200 Indígenas aus ganz Brasilien haben in Porto Alegre die Bildung eines Komitees der Indigenen Völker im Rahmen des 3.Weltsozialforums angekündigt. Sie wollen der Forderung Nachdruck verleihen, dass Regierungen, Kirchen und alle Verantwortlichen für die historischen Massaker an den indigenen Völkern Bedingungen schaffen, dass Armut und Abhängigkeit überwunden werden.
Diese Völker klagen das Recht auf Differenz ein: "Wir verlangen, dass die Politik in den Bereichen Gesundheit, Bildung und Ernährung die kulturellen Unterschiede respektiert. Wir fordern die Anerkennung des Statuts der indigenen Völker, das vor zwölf Jahren erarbeitet wurde." Sie sprechen über den Verlust ihres Landes und die Gewalt, die gegen sie durch Landnahme, Mord und Gewalt gegen die Frauen ausgeübt wird.

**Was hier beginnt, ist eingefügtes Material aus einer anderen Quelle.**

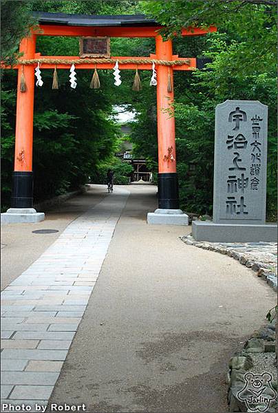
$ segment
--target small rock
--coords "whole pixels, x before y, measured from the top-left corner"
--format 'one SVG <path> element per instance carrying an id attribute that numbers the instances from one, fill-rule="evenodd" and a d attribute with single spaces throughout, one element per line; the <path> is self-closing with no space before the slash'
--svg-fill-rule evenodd
<path id="1" fill-rule="evenodd" d="M 245 263 L 245 265 L 248 268 L 250 268 L 251 266 L 253 265 L 253 264 L 254 264 L 254 262 L 253 261 L 250 261 L 249 260 L 247 260 L 246 262 Z"/>
<path id="2" fill-rule="evenodd" d="M 236 356 L 232 357 L 230 360 L 228 366 L 231 370 L 249 370 L 253 367 L 252 359 L 250 356 L 246 357 L 242 356 Z"/>
<path id="3" fill-rule="evenodd" d="M 264 342 L 261 339 L 250 339 L 244 346 L 245 350 L 247 352 L 264 352 Z"/>
<path id="4" fill-rule="evenodd" d="M 242 264 L 243 265 L 244 265 L 245 263 L 246 262 L 246 261 L 247 261 L 247 258 L 246 257 L 244 257 L 244 255 L 242 255 L 242 257 L 240 257 L 240 259 L 239 259 L 240 264 Z"/>
<path id="5" fill-rule="evenodd" d="M 240 260 L 240 255 L 238 253 L 233 252 L 232 256 L 235 260 Z"/>
<path id="6" fill-rule="evenodd" d="M 244 374 L 246 372 L 245 370 L 234 369 L 232 370 L 231 373 L 231 383 L 233 387 L 235 384 L 239 385 L 242 383 L 245 383 Z"/>
<path id="7" fill-rule="evenodd" d="M 275 352 L 275 341 L 267 341 L 264 343 L 264 352 Z"/>

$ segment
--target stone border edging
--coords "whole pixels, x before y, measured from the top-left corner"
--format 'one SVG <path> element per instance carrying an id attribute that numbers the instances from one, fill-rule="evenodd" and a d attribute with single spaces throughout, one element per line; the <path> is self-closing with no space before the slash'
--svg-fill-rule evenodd
<path id="1" fill-rule="evenodd" d="M 220 246 L 216 242 L 195 241 L 191 235 L 180 237 L 180 239 L 187 245 L 193 245 L 194 246 L 205 250 L 220 253 L 220 254 L 228 255 L 237 260 L 242 265 L 251 268 L 251 270 L 257 273 L 258 277 L 266 281 L 268 284 L 275 291 L 277 291 L 277 277 L 275 271 L 270 268 L 271 266 L 259 261 L 249 260 L 247 257 L 244 256 L 244 253 L 235 251 L 231 248 L 223 248 L 223 246 Z"/>
<path id="2" fill-rule="evenodd" d="M 275 352 L 275 325 L 276 320 L 274 319 L 260 332 L 254 334 L 253 337 L 245 342 L 244 349 L 239 353 L 235 353 L 230 359 L 229 371 L 227 373 L 228 385 L 227 399 L 229 412 L 250 412 L 247 409 L 245 403 L 239 399 L 237 393 L 244 387 L 245 374 L 248 371 L 252 372 L 252 368 L 256 366 L 253 364 L 250 354 Z M 272 381 L 272 385 L 277 391 L 277 380 Z M 274 405 L 268 409 L 267 412 L 275 413 L 275 407 L 277 407 L 277 401 Z"/>

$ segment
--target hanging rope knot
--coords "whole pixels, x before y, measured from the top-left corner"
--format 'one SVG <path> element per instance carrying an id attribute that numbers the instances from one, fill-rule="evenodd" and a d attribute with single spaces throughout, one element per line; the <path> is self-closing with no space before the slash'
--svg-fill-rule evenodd
<path id="1" fill-rule="evenodd" d="M 58 82 L 57 66 L 55 65 L 55 69 L 53 72 L 52 89 L 58 89 L 59 85 Z"/>
<path id="2" fill-rule="evenodd" d="M 72 63 L 71 68 L 70 69 L 70 87 L 72 87 L 72 89 L 75 89 L 77 86 L 76 76 L 76 72 L 74 72 L 74 70 L 75 70 L 75 66 Z"/>
<path id="3" fill-rule="evenodd" d="M 122 81 L 120 80 L 119 63 L 118 63 L 118 61 L 116 62 L 116 65 L 113 67 L 113 70 L 114 70 L 113 74 L 115 78 L 114 85 L 115 85 L 115 86 L 120 86 L 120 85 L 122 83 Z"/>
<path id="4" fill-rule="evenodd" d="M 20 91 L 22 93 L 27 91 L 26 81 L 24 75 L 24 66 L 22 66 L 21 76 L 20 76 Z"/>
<path id="5" fill-rule="evenodd" d="M 40 63 L 39 63 L 39 62 L 38 62 L 38 65 L 36 66 L 36 67 L 35 69 L 35 76 L 37 78 L 37 81 L 36 82 L 36 86 L 41 87 L 43 85 L 43 82 L 41 78 L 41 72 L 40 70 Z"/>
<path id="6" fill-rule="evenodd" d="M 121 65 L 147 65 L 154 63 L 156 65 L 160 65 L 162 66 L 181 66 L 183 65 L 190 65 L 190 59 L 184 60 L 175 60 L 175 61 L 166 61 L 160 59 L 122 59 L 120 60 L 116 60 L 115 59 L 78 59 L 72 61 L 69 61 L 65 59 L 19 59 L 18 61 L 19 65 L 34 65 L 34 63 L 49 63 L 54 65 L 82 65 L 84 63 L 115 63 L 116 62 L 120 63 Z"/>
<path id="7" fill-rule="evenodd" d="M 89 87 L 91 89 L 99 89 L 100 87 L 100 82 L 99 81 L 98 71 L 96 70 L 96 65 L 94 65 L 93 77 L 92 78 Z"/>
<path id="8" fill-rule="evenodd" d="M 132 90 L 136 90 L 136 92 L 139 92 L 142 89 L 141 85 L 141 79 L 140 78 L 139 73 L 138 73 L 138 67 L 136 67 L 136 71 L 135 72 L 133 84 L 132 86 Z"/>
<path id="9" fill-rule="evenodd" d="M 149 84 L 150 84 L 150 86 L 156 86 L 156 85 L 158 84 L 158 81 L 156 80 L 156 65 L 154 63 L 154 61 L 153 61 L 152 70 L 153 70 L 153 75 L 151 78 L 151 81 L 150 81 Z"/>

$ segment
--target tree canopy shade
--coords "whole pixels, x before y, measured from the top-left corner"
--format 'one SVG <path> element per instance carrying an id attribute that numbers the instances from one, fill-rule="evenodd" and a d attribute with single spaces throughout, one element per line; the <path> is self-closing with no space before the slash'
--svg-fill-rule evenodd
<path id="1" fill-rule="evenodd" d="M 35 20 L 26 1 L 1 1 L 1 60 L 14 64 L 19 56 L 19 41 L 27 36 Z"/>
<path id="2" fill-rule="evenodd" d="M 273 63 L 277 47 L 277 0 L 157 0 L 143 1 L 146 13 L 167 26 L 166 36 L 188 26 L 216 25 L 239 42 L 233 56 L 237 70 L 264 71 Z"/>

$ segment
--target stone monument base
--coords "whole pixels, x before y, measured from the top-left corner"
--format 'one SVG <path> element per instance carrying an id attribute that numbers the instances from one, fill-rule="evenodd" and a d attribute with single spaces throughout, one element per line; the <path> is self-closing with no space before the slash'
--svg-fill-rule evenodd
<path id="1" fill-rule="evenodd" d="M 181 209 L 156 209 L 147 215 L 148 224 L 157 225 L 188 225 L 189 216 Z"/>
<path id="2" fill-rule="evenodd" d="M 210 242 L 276 242 L 276 224 L 215 224 L 193 221 L 192 235 L 196 241 Z"/>
<path id="3" fill-rule="evenodd" d="M 44 213 L 36 212 L 34 208 L 10 208 L 7 212 L 1 214 L 1 224 L 36 223 L 44 219 Z"/>

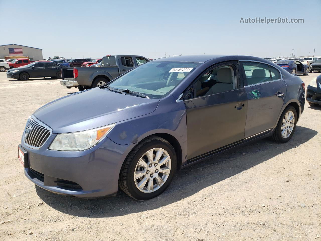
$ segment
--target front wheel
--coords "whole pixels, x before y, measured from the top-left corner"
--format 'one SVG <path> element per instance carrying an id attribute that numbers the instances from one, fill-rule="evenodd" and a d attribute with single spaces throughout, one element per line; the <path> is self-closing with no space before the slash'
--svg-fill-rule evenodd
<path id="1" fill-rule="evenodd" d="M 281 115 L 274 132 L 271 137 L 272 140 L 281 143 L 288 141 L 294 133 L 297 120 L 295 109 L 291 105 L 288 106 Z"/>
<path id="2" fill-rule="evenodd" d="M 19 76 L 19 78 L 22 80 L 28 80 L 29 79 L 29 75 L 27 73 L 21 73 Z"/>
<path id="3" fill-rule="evenodd" d="M 309 103 L 309 105 L 310 106 L 319 106 L 318 104 L 316 104 L 315 103 L 312 103 L 312 102 L 308 102 Z"/>
<path id="4" fill-rule="evenodd" d="M 176 168 L 176 156 L 166 140 L 152 136 L 138 144 L 123 164 L 119 185 L 137 200 L 156 197 L 169 185 Z"/>

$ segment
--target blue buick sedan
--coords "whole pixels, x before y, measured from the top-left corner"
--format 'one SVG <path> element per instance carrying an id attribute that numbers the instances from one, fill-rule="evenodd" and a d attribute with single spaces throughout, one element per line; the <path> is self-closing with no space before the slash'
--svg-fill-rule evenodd
<path id="1" fill-rule="evenodd" d="M 288 141 L 305 100 L 299 77 L 262 58 L 156 59 L 36 111 L 18 157 L 53 192 L 92 198 L 120 187 L 148 199 L 205 157 L 265 137 Z"/>

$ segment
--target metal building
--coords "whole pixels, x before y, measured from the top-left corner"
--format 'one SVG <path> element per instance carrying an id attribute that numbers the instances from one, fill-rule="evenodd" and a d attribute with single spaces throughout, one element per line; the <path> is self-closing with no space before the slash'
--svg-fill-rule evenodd
<path id="1" fill-rule="evenodd" d="M 42 49 L 15 44 L 0 45 L 0 58 L 24 58 L 30 60 L 42 60 Z"/>

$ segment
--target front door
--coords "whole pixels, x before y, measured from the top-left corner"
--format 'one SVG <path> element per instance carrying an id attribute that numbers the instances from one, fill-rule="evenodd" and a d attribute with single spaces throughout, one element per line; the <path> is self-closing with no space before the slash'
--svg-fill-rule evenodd
<path id="1" fill-rule="evenodd" d="M 188 162 L 244 139 L 247 100 L 237 66 L 209 69 L 184 93 Z"/>
<path id="2" fill-rule="evenodd" d="M 30 77 L 43 77 L 46 76 L 45 66 L 43 62 L 37 63 L 32 66 L 32 69 L 29 71 Z"/>
<path id="3" fill-rule="evenodd" d="M 248 100 L 246 138 L 273 128 L 284 104 L 286 85 L 280 72 L 270 65 L 241 63 Z"/>

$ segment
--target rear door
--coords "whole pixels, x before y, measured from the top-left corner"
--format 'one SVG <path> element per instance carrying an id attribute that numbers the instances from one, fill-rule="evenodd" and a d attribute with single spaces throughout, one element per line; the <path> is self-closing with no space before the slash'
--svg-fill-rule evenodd
<path id="1" fill-rule="evenodd" d="M 247 99 L 238 62 L 206 70 L 183 95 L 188 162 L 243 140 Z"/>
<path id="2" fill-rule="evenodd" d="M 247 96 L 245 137 L 267 132 L 274 126 L 284 104 L 286 85 L 281 72 L 265 63 L 240 61 Z"/>
<path id="3" fill-rule="evenodd" d="M 44 63 L 40 62 L 33 65 L 29 71 L 29 74 L 31 77 L 45 77 Z"/>

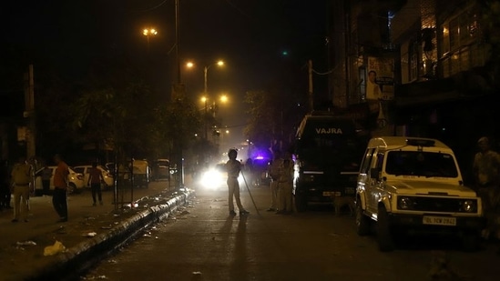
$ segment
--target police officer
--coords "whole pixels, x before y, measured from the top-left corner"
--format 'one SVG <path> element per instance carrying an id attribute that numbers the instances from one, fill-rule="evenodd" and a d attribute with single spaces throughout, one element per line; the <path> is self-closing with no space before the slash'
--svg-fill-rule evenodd
<path id="1" fill-rule="evenodd" d="M 270 206 L 269 207 L 268 212 L 278 211 L 278 179 L 280 177 L 280 166 L 282 162 L 281 152 L 280 150 L 275 150 L 272 162 L 268 167 L 268 173 L 270 176 Z"/>
<path id="2" fill-rule="evenodd" d="M 277 214 L 290 215 L 292 213 L 291 189 L 293 187 L 293 160 L 286 154 L 280 166 L 278 178 L 278 194 L 280 196 L 280 209 Z"/>
<path id="3" fill-rule="evenodd" d="M 234 202 L 236 200 L 236 205 L 240 209 L 240 216 L 244 216 L 250 214 L 243 206 L 241 205 L 241 200 L 240 199 L 240 183 L 238 182 L 238 176 L 240 176 L 240 171 L 241 170 L 241 163 L 236 160 L 238 156 L 238 151 L 234 148 L 231 148 L 228 151 L 228 157 L 230 160 L 226 162 L 226 171 L 228 172 L 228 191 L 229 191 L 229 206 L 230 206 L 230 215 L 235 216 L 236 212 L 234 211 Z"/>
<path id="4" fill-rule="evenodd" d="M 476 180 L 477 193 L 483 201 L 488 227 L 483 232 L 485 238 L 489 237 L 495 227 L 495 209 L 498 206 L 500 194 L 500 155 L 490 147 L 490 140 L 483 136 L 477 141 L 479 152 L 474 158 L 473 169 Z"/>
<path id="5" fill-rule="evenodd" d="M 14 186 L 14 218 L 12 222 L 16 223 L 19 219 L 27 222 L 29 192 L 30 187 L 34 186 L 33 167 L 25 157 L 19 157 L 19 163 L 13 167 L 11 176 Z"/>

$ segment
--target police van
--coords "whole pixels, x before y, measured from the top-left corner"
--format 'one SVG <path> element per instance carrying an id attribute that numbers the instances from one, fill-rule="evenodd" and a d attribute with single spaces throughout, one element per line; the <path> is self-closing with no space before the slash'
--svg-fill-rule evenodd
<path id="1" fill-rule="evenodd" d="M 383 136 L 370 140 L 356 188 L 356 227 L 375 225 L 381 251 L 407 234 L 459 235 L 476 248 L 484 226 L 481 198 L 464 186 L 453 150 L 436 139 Z"/>
<path id="2" fill-rule="evenodd" d="M 293 146 L 293 196 L 297 211 L 355 196 L 359 164 L 368 142 L 356 120 L 313 112 L 301 122 Z"/>

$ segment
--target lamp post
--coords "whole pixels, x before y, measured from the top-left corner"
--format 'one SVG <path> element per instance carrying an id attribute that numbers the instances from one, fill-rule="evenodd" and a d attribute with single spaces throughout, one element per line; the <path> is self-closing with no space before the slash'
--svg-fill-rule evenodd
<path id="1" fill-rule="evenodd" d="M 211 66 L 213 65 L 219 65 L 219 66 L 222 66 L 224 65 L 224 62 L 223 61 L 217 61 L 211 65 L 206 65 L 205 66 L 205 69 L 203 71 L 203 77 L 204 77 L 204 81 L 205 81 L 205 84 L 204 84 L 204 87 L 203 87 L 203 93 L 205 95 L 208 95 L 209 91 L 208 91 L 208 86 L 207 86 L 207 78 L 208 78 L 208 73 L 209 73 L 209 68 L 210 68 Z"/>
<path id="2" fill-rule="evenodd" d="M 148 52 L 149 52 L 149 36 L 156 35 L 157 34 L 158 31 L 154 28 L 144 28 L 142 30 L 142 35 L 145 35 L 148 40 Z"/>
<path id="3" fill-rule="evenodd" d="M 209 138 L 209 86 L 208 86 L 208 80 L 209 80 L 209 69 L 214 65 L 217 66 L 222 66 L 224 65 L 224 61 L 219 60 L 213 64 L 205 65 L 203 68 L 203 96 L 201 97 L 201 101 L 205 104 L 205 139 Z M 188 62 L 186 64 L 186 66 L 189 68 L 194 67 L 194 63 Z M 215 117 L 215 99 L 213 100 L 213 116 Z"/>

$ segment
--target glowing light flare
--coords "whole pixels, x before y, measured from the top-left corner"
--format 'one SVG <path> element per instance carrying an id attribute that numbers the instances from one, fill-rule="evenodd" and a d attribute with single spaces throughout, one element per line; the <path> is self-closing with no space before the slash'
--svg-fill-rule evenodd
<path id="1" fill-rule="evenodd" d="M 142 30 L 142 34 L 145 36 L 156 35 L 158 34 L 158 31 L 154 28 L 150 28 L 150 29 L 145 28 Z"/>

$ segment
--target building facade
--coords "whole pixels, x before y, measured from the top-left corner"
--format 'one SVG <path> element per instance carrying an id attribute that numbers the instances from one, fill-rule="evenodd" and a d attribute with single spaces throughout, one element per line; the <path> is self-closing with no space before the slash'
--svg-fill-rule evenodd
<path id="1" fill-rule="evenodd" d="M 495 7 L 475 0 L 332 2 L 335 107 L 365 108 L 372 135 L 442 139 L 464 162 L 481 135 L 500 140 Z"/>

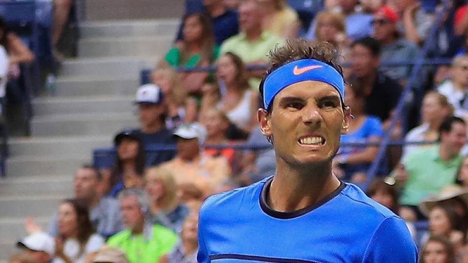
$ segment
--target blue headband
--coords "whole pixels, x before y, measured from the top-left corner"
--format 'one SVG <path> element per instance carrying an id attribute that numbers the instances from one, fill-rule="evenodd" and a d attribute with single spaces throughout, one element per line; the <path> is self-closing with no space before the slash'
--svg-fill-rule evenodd
<path id="1" fill-rule="evenodd" d="M 296 60 L 272 72 L 263 83 L 263 104 L 268 109 L 273 98 L 283 89 L 294 83 L 316 80 L 329 84 L 338 91 L 342 103 L 345 97 L 343 77 L 333 67 L 316 59 Z"/>

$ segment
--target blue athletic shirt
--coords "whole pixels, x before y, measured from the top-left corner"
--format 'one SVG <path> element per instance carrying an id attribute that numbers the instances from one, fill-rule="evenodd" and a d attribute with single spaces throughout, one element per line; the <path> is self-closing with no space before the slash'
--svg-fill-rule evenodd
<path id="1" fill-rule="evenodd" d="M 317 205 L 281 212 L 266 203 L 273 178 L 205 201 L 198 262 L 417 262 L 405 222 L 357 186 L 342 182 Z"/>

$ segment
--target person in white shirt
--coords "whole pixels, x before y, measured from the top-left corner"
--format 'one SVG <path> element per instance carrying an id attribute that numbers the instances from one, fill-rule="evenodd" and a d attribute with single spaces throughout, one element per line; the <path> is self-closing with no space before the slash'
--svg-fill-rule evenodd
<path id="1" fill-rule="evenodd" d="M 456 56 L 452 60 L 451 77 L 437 87 L 448 99 L 458 117 L 468 116 L 468 55 Z"/>

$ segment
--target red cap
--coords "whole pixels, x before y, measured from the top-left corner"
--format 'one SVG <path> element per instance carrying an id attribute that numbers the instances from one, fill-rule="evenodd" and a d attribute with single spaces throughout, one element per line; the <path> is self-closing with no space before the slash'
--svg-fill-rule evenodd
<path id="1" fill-rule="evenodd" d="M 384 17 L 392 23 L 396 23 L 398 20 L 398 14 L 393 8 L 388 5 L 384 5 L 379 8 L 379 10 L 374 13 L 374 16 Z"/>
<path id="2" fill-rule="evenodd" d="M 464 5 L 457 9 L 456 12 L 455 12 L 455 18 L 453 19 L 455 26 L 457 26 L 462 21 L 462 19 L 465 16 L 465 14 L 467 13 L 467 10 L 468 10 L 468 5 Z"/>

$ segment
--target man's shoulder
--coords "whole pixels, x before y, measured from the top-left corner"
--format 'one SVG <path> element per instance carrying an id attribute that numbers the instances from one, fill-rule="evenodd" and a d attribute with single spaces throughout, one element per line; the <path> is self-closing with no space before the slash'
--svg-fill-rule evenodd
<path id="1" fill-rule="evenodd" d="M 354 214 L 360 217 L 366 216 L 366 224 L 373 222 L 378 225 L 387 218 L 398 218 L 390 209 L 370 198 L 355 185 L 346 183 L 341 195 L 348 203 L 346 209 L 357 212 Z"/>
<path id="2" fill-rule="evenodd" d="M 231 213 L 233 207 L 238 208 L 239 206 L 245 205 L 244 202 L 252 200 L 257 191 L 260 190 L 259 188 L 261 189 L 269 178 L 265 178 L 246 187 L 210 196 L 203 202 L 200 208 L 200 214 L 201 216 L 213 213 L 225 215 L 226 211 Z M 259 202 L 258 200 L 254 200 L 255 202 Z"/>

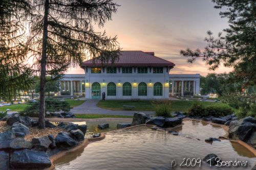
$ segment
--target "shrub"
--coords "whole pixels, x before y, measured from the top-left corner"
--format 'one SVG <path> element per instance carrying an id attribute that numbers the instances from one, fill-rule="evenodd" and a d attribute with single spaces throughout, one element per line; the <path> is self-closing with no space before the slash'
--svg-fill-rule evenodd
<path id="1" fill-rule="evenodd" d="M 225 116 L 233 113 L 231 108 L 225 106 L 209 106 L 205 108 L 205 115 L 215 117 Z"/>
<path id="2" fill-rule="evenodd" d="M 208 106 L 205 107 L 196 103 L 189 109 L 187 115 L 192 117 L 220 117 L 231 114 L 232 113 L 233 111 L 230 107 L 219 106 Z"/>
<path id="3" fill-rule="evenodd" d="M 188 110 L 187 116 L 191 117 L 204 116 L 205 114 L 205 109 L 204 107 L 198 103 L 193 104 Z"/>
<path id="4" fill-rule="evenodd" d="M 164 117 L 171 117 L 170 101 L 161 101 L 157 102 L 154 104 L 155 111 L 157 116 L 163 116 Z"/>
<path id="5" fill-rule="evenodd" d="M 31 103 L 30 106 L 19 113 L 28 116 L 38 116 L 39 113 L 39 102 Z M 68 112 L 70 110 L 70 105 L 65 101 L 60 101 L 52 98 L 46 99 L 46 112 L 52 113 L 60 111 Z"/>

Die Bauern, vertreten durch Via Campesina und die MST, hatten wie die Jugendlichen ein eigenes Zeltlager in einem Park aufgeschlagen. Sie sind aktiv in der Kampagne gegen die Amerikanische Freihandelszone und betreiben eigene Initiativen gegen genmanipulierte Nahrungsmittel und für die Nahrungsmittelsouveränität. Zum Welternährungsgipfel, der in Rom im vergangenen November stattfinden sollte und nun im kommenden Juni stattfinden wird, wollen sie 300000 Menschen mobilisieren. Sie haben einen Internationalen Aktionstag für Nahrungsmittelsouveränität ausgerufen.
Die einzige soziale Kraft, die in Porto Alegre nicht mit Kampagnenvorschlägen aufgetreten ist, war die Arbeiterbewegung.
Die Vernetzungsarbeit wird fortgesetzt. Der nächste Schritt ist die Einführung kontinentaler Sozialforen: Im Herbst wird ein Lateinamerikanisches Sozialforum in Quito (Ecuador) gegründet und ein Europäische Sozialforum in Italien. Planungen, dass das Weltsozialforum im Jahr 2004 in Indien und im Jahr 2005 in Afrika stattfinden soll, weisen darauf hin, dass die Verankerung auf den Kontinenten vorangetrieben werden soll, die bislang schwächer repräsentiert sind.